There are ways to deal better with intractable morning pain - but first of all your GP needs to get the spring-cleaning done and the existing inflammation dealt with. In the meantime, the earlier you take the pred, the less inflammation has been created with the daily shedding of new inflammatory cytokines so the pred works faster and more effectively. New inflammatory substances arrive every morning about 4-4.30am - and get to work creating inflammation until the day's dose of pred kicks in.

Trainy profile image
Trainy in reply toPMRpro

Thanks for the advice. I've noticed the pain starts about 4am and builds up to a peak at 5am when I usually take the pred, I'll try taking it earlier. Pain has cleared by mid morning then returns the following morning. Reluctant to take painkillers following a very scary reaction to another medication I was taking.

PMRpro profile image
PMRproAmbassador in reply toTrainy

A study in Germany established that the ideal time to take pred to reduce the early morning pain is 2am (for prednisone, you can get away with a bit later for prednisolone, up to about 3am).

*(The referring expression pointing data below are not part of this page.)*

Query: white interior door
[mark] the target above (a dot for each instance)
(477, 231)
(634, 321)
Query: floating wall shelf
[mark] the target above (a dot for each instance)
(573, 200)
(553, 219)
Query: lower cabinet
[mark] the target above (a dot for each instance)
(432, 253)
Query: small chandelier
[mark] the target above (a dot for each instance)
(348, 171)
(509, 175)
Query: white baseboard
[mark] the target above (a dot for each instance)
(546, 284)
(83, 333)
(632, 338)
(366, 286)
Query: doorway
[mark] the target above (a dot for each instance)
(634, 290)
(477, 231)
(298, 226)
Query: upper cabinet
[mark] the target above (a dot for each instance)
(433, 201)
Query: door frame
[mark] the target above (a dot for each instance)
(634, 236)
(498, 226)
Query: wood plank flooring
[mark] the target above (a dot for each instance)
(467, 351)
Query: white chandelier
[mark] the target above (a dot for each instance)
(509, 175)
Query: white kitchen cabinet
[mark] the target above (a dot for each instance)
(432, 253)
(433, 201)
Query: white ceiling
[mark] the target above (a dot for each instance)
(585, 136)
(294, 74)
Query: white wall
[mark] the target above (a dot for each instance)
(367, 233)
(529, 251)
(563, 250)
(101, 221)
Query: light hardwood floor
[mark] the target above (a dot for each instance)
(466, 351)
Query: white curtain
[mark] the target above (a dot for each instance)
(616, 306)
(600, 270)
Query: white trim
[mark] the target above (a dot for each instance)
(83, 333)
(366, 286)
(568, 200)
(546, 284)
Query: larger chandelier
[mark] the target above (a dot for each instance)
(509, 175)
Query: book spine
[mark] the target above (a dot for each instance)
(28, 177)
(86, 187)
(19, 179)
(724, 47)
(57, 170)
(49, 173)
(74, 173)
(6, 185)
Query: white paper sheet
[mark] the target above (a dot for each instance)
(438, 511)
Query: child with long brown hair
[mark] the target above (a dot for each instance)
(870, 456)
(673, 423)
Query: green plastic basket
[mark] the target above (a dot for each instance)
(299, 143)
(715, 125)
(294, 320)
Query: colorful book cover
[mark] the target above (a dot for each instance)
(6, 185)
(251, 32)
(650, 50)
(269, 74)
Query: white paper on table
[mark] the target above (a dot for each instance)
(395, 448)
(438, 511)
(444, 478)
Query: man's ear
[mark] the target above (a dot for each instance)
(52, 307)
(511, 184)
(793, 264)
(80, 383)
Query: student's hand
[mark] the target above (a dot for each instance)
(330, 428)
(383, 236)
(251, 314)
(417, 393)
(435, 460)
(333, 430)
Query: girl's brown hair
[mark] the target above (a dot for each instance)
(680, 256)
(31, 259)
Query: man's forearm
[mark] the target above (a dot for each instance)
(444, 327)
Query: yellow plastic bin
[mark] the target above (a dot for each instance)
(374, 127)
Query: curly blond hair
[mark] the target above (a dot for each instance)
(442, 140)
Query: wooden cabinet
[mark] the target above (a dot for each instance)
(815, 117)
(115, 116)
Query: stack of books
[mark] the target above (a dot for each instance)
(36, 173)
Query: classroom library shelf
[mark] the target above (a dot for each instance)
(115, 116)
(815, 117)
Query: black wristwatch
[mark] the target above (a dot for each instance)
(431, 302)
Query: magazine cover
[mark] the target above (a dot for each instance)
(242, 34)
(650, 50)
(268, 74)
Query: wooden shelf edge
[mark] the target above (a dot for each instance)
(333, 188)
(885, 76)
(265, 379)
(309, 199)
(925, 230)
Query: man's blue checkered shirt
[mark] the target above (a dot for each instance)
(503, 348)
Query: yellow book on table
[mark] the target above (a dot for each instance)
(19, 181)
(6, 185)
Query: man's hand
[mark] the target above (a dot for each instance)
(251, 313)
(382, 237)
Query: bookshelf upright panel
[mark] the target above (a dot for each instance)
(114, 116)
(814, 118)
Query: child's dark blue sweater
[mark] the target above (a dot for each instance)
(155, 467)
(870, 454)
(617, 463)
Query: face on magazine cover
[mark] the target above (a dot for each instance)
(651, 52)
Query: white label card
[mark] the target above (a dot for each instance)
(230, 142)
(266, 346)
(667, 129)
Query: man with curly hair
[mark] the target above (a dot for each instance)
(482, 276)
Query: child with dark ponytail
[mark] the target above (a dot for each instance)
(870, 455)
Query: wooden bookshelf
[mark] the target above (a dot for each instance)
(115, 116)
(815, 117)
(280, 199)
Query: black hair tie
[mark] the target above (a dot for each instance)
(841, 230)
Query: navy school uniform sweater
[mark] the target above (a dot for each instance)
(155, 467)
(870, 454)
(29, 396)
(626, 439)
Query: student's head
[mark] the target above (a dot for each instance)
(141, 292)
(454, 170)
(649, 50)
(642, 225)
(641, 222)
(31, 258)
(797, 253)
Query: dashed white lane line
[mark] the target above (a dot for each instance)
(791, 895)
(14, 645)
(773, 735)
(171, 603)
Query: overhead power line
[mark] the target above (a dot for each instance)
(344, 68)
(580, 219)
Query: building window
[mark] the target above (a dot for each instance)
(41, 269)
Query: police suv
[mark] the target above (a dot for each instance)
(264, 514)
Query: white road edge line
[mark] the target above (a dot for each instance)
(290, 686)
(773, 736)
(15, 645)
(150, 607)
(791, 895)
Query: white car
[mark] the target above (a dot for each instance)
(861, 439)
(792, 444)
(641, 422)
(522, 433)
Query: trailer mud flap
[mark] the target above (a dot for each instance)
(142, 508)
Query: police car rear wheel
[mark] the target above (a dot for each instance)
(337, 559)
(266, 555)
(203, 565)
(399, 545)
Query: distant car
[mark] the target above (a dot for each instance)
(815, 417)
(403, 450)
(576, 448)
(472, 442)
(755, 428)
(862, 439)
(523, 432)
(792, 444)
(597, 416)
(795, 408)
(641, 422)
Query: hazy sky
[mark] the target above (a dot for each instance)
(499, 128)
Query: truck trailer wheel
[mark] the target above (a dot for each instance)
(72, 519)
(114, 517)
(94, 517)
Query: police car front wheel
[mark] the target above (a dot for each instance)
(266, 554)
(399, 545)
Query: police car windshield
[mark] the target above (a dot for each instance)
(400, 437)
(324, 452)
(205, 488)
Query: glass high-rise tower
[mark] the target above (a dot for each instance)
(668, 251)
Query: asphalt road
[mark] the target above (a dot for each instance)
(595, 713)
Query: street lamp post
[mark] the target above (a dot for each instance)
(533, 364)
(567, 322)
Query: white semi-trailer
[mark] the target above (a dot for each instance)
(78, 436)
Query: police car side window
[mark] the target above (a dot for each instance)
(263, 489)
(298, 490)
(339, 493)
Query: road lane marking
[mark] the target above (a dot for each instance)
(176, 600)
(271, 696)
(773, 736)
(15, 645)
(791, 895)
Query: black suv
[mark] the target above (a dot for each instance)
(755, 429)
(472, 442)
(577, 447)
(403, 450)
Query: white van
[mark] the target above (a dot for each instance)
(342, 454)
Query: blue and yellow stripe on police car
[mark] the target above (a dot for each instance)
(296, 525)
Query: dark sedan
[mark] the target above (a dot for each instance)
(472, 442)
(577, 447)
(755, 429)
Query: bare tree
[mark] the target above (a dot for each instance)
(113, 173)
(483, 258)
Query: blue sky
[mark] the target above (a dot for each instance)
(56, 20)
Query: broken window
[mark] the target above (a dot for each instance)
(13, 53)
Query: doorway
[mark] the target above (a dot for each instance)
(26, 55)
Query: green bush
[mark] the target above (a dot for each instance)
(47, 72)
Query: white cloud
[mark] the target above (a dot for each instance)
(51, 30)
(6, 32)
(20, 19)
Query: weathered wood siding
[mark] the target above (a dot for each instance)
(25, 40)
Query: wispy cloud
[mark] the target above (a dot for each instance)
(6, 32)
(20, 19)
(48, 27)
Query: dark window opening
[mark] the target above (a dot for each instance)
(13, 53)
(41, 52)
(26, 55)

The painkillers almost certainly wouldn't achieve much - few of us find anything other than pred does anything for the pain. But if you are OK up to 4am, that sounds as if it is working for most of the 24 hours - which is a good start.

Trainy profile image
Trainy in reply toPMRpro

Yes, thank you. I reluctantly tried the painkillers in desperation to try and achieve sleep before I'd even heard of PMR, and of course they had almost no effect. Does this mean breakfast at 3am?

PMRpro profile image
PMRproAmbassador in reply toTrainy

Not necessarily - a glass of milk or some yoghurt is probably enough for most people. Others eat a banana or some cheese. If you are on a PPI or other stomach protection you can take that before bed. Some people take the pred late evening - while their evening meal is still in the stomach. And if your GP was kind enough to offer enteric coated pred, that works very well for early morning relief when taken before bed as it takes 4-5 hours to get into the system and doesn't irritate the stomach.

Bcol profile image
Bcol in reply toTrainy

Morning Trainy. I take all my Pred at around 02:00 every morning, usually with a banana and some Greek Yogurt which has worked fine for me.

Trainy profile image
Trainy in reply toBcol

Not sure 2am is viable for me. Managed 3.30 and it certainly made a massive difference to my morning. I had assumed that breakfast , as in 7 to 8 am, was the correct time. Still learning. Thanks everyone.

jazzgirl80 profile image
jazzgirl80

I'm on 15g and feel great, was on 30g, which didn't agree with me.

Trainy profile image
Trainy in reply tojazzgirl80

15mg with breakfast at 2.30 this morning. First pain free day in months. Couldn't contact usual GP for update. Different, rather arrogant GP wants me to go to 12.5 from 4th week.